Maria Alyokhina and Nadezhda Tolokonnikova were being held on suspicion of theft.
The pair were convicted of hooliganism over a protest song against President Putin in Moscow's largest cathedral.
They staged the protest along with other band members and were only released from jail in December.
The act was seen as blasphemous by many Russians, and was condemned by the Orthodox Church.'No space for protest'
The two band members and three other women emerged from the police station in Sochi wearing their trademark ski masks after their brief detention.
The group of women then ran down the street outside the police station singing "Putin will teach you to live the motherland" - a new song which correspondents say sarcastically lampoons the president's leadership.
"Now there is an occupation of this territory, because the city is under total police and security control," Nadezhda Tolokonnikova told reporters.
"We have arrived here on Sunday [and] we are being detained all the time. Even when we were driving our car and walking in the street.

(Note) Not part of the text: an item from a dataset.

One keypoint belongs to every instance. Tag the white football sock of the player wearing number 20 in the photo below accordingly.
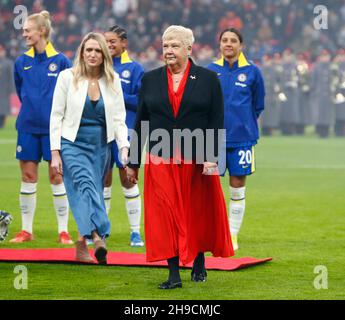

So they are looking for any reasons to arrest us."
Ms Tolokonnikova said they were detained for 10 hours by police on Monday after arriving "to make a political claim about the Sochi Olympics".
"There is no space for political protest here," she said. "If you want to say something critical you will be detained."
Ms Alyokhina said that the pair were going to release a new song and prepare a video "on the basis of what has happened to us during this day-and-a-half".
Earlier this month, six members of Pussy Riot signed an open letter insisting that Ms Alyokhina and Ms Tolokonnikova should no longer be described as members of the punk rock collective.
The remaining members of the group said the pair had forgotten about the "aspirations and ideals of our group" and were wrong to appear at an Amnesty International concert in New York.
In a separate development, the International Olympic Committee on Tuesday defended the removal of a transgender Italian gay rights activist from an Olympics arena, arguing that she was "escorted peacefully" from the premises and not detained.
Former Italian MP Vladimir Luxuria - dressed in rainbow colours - was taken away by four unidentified men in a car with Olympic markings as she tried to enter an arena Monday night for a women's hockey game.